Non è una tragica fatalità
La morte per stenti del giovane rifugiato siriano, avvenuta in Slovenia lungo la cosiddetta “rotta balcanica”, non è un singolo fatto tragico segnato dalla casualità, bensì la manifestazione di una situazione drammatica che riguarda le migliaia di persone – uomini, donne e bambini – in fuga lungo la via terrestre dei Balcani. Quella morte sarebbe potuta avvenire a Trieste o in altri punti della rotta, e si aggiunge ad altre morti già avvenute.
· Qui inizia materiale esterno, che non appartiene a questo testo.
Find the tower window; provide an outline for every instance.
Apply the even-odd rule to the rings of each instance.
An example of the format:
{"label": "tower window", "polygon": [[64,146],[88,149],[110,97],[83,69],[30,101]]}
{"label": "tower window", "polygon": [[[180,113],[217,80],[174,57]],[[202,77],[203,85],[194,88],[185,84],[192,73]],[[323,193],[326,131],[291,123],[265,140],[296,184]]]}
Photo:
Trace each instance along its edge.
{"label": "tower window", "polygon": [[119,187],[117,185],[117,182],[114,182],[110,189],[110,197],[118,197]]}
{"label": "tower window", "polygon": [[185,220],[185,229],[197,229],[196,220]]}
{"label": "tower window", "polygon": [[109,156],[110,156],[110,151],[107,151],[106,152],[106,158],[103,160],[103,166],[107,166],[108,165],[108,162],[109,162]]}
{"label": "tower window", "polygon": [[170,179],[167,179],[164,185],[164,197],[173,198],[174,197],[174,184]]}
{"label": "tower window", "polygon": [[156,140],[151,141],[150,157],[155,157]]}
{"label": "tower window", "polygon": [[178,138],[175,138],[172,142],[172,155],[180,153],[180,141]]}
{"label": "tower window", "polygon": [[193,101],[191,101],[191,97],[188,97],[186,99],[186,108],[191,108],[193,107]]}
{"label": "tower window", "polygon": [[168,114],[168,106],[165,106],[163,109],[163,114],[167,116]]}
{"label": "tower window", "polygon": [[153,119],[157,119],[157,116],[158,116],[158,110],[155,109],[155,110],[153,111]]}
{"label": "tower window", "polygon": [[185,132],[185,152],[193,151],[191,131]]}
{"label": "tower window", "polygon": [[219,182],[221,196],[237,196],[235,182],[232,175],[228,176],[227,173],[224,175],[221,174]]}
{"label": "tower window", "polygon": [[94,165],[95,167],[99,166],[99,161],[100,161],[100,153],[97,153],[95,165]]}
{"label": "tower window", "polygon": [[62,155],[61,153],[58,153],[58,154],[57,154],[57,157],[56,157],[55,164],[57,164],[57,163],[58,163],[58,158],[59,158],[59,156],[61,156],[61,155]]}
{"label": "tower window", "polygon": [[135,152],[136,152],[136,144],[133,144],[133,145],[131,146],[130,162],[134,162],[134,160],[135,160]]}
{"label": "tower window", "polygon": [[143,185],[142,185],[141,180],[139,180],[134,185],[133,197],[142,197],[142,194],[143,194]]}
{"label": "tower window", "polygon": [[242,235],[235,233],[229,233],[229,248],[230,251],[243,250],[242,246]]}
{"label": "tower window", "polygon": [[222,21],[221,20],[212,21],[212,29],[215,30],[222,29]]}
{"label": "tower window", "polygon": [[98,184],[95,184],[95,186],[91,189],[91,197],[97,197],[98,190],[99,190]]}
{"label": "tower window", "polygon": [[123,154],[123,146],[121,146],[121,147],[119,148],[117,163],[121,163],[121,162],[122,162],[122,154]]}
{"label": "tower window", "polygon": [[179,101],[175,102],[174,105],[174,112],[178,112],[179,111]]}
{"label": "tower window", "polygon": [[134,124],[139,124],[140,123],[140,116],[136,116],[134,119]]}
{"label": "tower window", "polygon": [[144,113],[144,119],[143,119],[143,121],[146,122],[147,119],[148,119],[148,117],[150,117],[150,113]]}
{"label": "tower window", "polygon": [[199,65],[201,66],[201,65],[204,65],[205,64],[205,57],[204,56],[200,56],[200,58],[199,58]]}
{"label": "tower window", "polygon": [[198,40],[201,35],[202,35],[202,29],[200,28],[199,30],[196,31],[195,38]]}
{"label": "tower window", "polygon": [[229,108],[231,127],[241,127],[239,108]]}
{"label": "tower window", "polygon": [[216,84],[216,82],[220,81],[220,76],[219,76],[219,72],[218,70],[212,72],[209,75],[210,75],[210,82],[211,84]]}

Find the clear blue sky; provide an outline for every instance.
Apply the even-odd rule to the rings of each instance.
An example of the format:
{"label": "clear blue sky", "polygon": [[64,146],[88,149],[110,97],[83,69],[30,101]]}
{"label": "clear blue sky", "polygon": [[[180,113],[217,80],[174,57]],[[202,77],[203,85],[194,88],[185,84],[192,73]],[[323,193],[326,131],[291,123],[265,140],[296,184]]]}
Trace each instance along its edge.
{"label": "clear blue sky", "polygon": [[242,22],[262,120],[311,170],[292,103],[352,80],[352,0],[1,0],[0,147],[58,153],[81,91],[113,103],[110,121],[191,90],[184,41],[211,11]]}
Da tempo ICS evidenzia – rimanendo però inascoltata – le serie condizioni psico-fisiche nelle quali coloro che hanno percorso la rotta balcanica arrivano a Trieste. Si tratta di persone stremate da viaggi compiuti in condizioni estreme, ferite nel corpo e nella psiche dalle violenze subite dalle diverse forze di polizia dell’area balcanica (da quella croata in particolare), rispetto alle cui inaudite responsabilità sono innumerevoli oramai i rapporti internazionali di condanna, rimasti anch’essi finora del tutto ignorati.
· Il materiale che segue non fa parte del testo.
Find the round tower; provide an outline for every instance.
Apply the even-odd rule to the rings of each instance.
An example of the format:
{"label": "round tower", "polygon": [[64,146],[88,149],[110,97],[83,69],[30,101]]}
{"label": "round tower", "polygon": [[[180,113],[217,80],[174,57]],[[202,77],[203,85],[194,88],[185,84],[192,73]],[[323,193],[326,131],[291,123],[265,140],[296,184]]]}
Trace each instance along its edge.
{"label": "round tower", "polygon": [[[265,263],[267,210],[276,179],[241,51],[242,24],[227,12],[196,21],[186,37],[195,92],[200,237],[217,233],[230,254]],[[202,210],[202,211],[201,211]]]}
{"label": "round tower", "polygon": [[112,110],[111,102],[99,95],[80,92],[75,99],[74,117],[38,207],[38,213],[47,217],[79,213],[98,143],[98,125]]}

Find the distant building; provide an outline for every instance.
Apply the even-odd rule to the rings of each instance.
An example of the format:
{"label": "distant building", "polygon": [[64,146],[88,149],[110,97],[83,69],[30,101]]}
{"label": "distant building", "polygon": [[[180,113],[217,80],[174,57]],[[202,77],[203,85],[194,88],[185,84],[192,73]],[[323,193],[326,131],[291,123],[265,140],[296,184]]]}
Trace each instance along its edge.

Solo la generale giovane età e il buon stato di salute dei migranti hanno finora evitato che anche sulle strade di Trieste o del Carso, magari di notte, vengano recuperati dei cadaveri. L’emergenza umanitaria in atto, con l’inverno alle porte, richiederebbe attenzione da parte della cittadinanza e delle istituzioni, con l’organizzazione di interventi di monitoraggio e immediato intervento umanitario, specie nei confronti di coloro che per timore di avvicinarsi ai servizi o per una temporanea mancanza di posti (situazione che purtroppo a volte accade), non hanno un immediato accesso alle misure di accoglienza e cercano temporaneo riparo dove possono. Nulla di tutto ciò sta avvenendo.
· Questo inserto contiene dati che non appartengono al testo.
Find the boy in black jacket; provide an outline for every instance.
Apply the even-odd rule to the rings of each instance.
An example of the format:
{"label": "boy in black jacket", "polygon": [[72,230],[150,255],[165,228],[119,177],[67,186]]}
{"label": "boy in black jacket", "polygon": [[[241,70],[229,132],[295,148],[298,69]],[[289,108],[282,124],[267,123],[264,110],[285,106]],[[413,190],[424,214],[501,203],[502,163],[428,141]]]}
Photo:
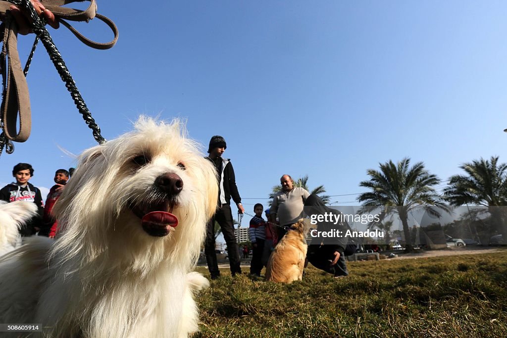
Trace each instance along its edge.
{"label": "boy in black jacket", "polygon": [[33,176],[33,168],[28,163],[18,163],[13,169],[12,176],[16,178],[16,182],[7,184],[0,190],[0,200],[8,202],[17,201],[32,202],[39,207],[39,215],[19,230],[22,236],[31,236],[40,229],[44,211],[41,191],[28,183]]}
{"label": "boy in black jacket", "polygon": [[215,220],[220,225],[224,239],[227,244],[231,273],[233,276],[241,273],[241,269],[239,267],[239,250],[236,241],[236,234],[230,205],[231,198],[236,203],[238,212],[242,214],[245,209],[241,204],[241,198],[238,192],[234,169],[231,164],[231,161],[222,157],[222,155],[227,147],[227,145],[223,137],[219,135],[213,136],[209,141],[209,147],[208,149],[209,157],[207,158],[214,165],[219,178],[216,212],[206,226],[206,240],[204,242],[206,260],[208,263],[208,269],[212,279],[220,276],[216,261],[216,253],[215,252]]}

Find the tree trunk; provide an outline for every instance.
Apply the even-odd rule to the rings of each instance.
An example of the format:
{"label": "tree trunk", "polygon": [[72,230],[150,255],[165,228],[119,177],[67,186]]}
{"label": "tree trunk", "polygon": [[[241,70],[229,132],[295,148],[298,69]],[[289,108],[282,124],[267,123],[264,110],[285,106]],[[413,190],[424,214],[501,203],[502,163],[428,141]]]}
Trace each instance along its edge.
{"label": "tree trunk", "polygon": [[[402,207],[400,208],[402,209]],[[414,245],[412,241],[410,229],[409,228],[408,214],[404,210],[400,210],[398,214],[402,221],[402,224],[403,224],[403,234],[405,237],[405,251],[412,252],[414,251]]]}

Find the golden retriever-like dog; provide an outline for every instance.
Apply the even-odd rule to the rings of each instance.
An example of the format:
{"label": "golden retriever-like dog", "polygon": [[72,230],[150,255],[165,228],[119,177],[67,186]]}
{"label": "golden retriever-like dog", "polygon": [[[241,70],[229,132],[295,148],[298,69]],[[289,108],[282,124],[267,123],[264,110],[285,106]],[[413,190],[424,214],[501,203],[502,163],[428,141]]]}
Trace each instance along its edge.
{"label": "golden retriever-like dog", "polygon": [[291,227],[271,253],[266,280],[277,283],[301,280],[308,249],[306,236],[310,226],[309,219],[302,218]]}
{"label": "golden retriever-like dog", "polygon": [[[53,209],[56,239],[0,258],[0,323],[14,336],[180,338],[198,329],[193,272],[215,212],[216,170],[177,122],[86,151]],[[3,335],[2,336],[3,336]]]}

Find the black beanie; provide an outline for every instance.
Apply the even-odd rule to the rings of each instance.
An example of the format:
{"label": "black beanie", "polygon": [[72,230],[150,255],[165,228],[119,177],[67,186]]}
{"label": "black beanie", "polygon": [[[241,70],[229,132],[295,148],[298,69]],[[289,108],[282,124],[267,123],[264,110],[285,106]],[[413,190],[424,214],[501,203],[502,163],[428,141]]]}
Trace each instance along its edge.
{"label": "black beanie", "polygon": [[225,139],[220,135],[215,135],[211,137],[211,139],[209,140],[209,147],[208,148],[208,153],[211,153],[211,151],[215,148],[222,147],[223,147],[224,149],[227,148],[227,144],[225,142]]}

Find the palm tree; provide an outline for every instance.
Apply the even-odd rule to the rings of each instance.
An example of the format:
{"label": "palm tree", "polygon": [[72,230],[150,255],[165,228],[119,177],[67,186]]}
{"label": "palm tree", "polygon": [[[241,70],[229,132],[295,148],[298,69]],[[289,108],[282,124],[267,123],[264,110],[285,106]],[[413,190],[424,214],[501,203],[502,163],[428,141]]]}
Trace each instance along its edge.
{"label": "palm tree", "polygon": [[[302,187],[305,190],[310,191],[310,190],[308,189],[308,175],[305,175],[302,177],[300,177],[295,182],[294,182],[294,186]],[[273,201],[273,199],[274,198],[275,195],[276,195],[277,193],[281,191],[281,190],[282,187],[280,184],[277,184],[273,187],[271,193],[269,194],[269,206],[271,206],[271,203]],[[324,187],[324,186],[319,185],[312,190],[310,193],[315,194],[315,195],[318,195],[318,197],[320,198],[320,199],[321,199],[322,202],[324,202],[324,204],[327,204],[330,202],[331,198],[328,195],[323,195],[325,193],[325,189]]]}
{"label": "palm tree", "polygon": [[392,161],[379,163],[380,170],[368,169],[369,181],[363,181],[360,186],[371,191],[364,193],[357,198],[363,202],[360,213],[371,212],[380,209],[381,220],[388,215],[397,214],[403,224],[403,233],[407,251],[412,251],[413,243],[408,224],[409,213],[417,208],[440,217],[439,211],[432,206],[446,211],[449,208],[433,187],[440,182],[436,175],[424,169],[424,164],[418,162],[410,167],[410,159],[405,158],[394,164]]}
{"label": "palm tree", "polygon": [[507,206],[507,164],[498,163],[498,157],[473,161],[460,168],[466,175],[455,175],[449,178],[444,195],[452,205],[473,204],[488,207],[491,216],[491,230],[499,231],[507,238],[507,218],[503,208]]}
{"label": "palm tree", "polygon": [[507,164],[498,158],[481,159],[460,167],[466,175],[449,178],[444,195],[452,205],[474,204],[488,207],[507,205]]}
In una città sempre più imbarbarita e violenta la discussione pubblica rimane dominata dall’ossessione dei respingimenti: ciò porta spesso le persone a nascondersi, a fare percorsi pericolosi e ad affidarsi alle rete criminali, che così alzano il prezzo dei loro servizi. Tutto ciò mentre le urla scomposte degli imprenditori dell’odio aizzano contro i migranti, adesso anche attraverso l’uso dei cani. Occorre invece un profondo cambiamento di atteggiamento e una rinnovata spinta verso un senso di umanità e di convivenza civile, prima che siano irrimediabilmente perduti. Affinché nessuno muoia sulla rotta balcanica, a Trieste o altrove.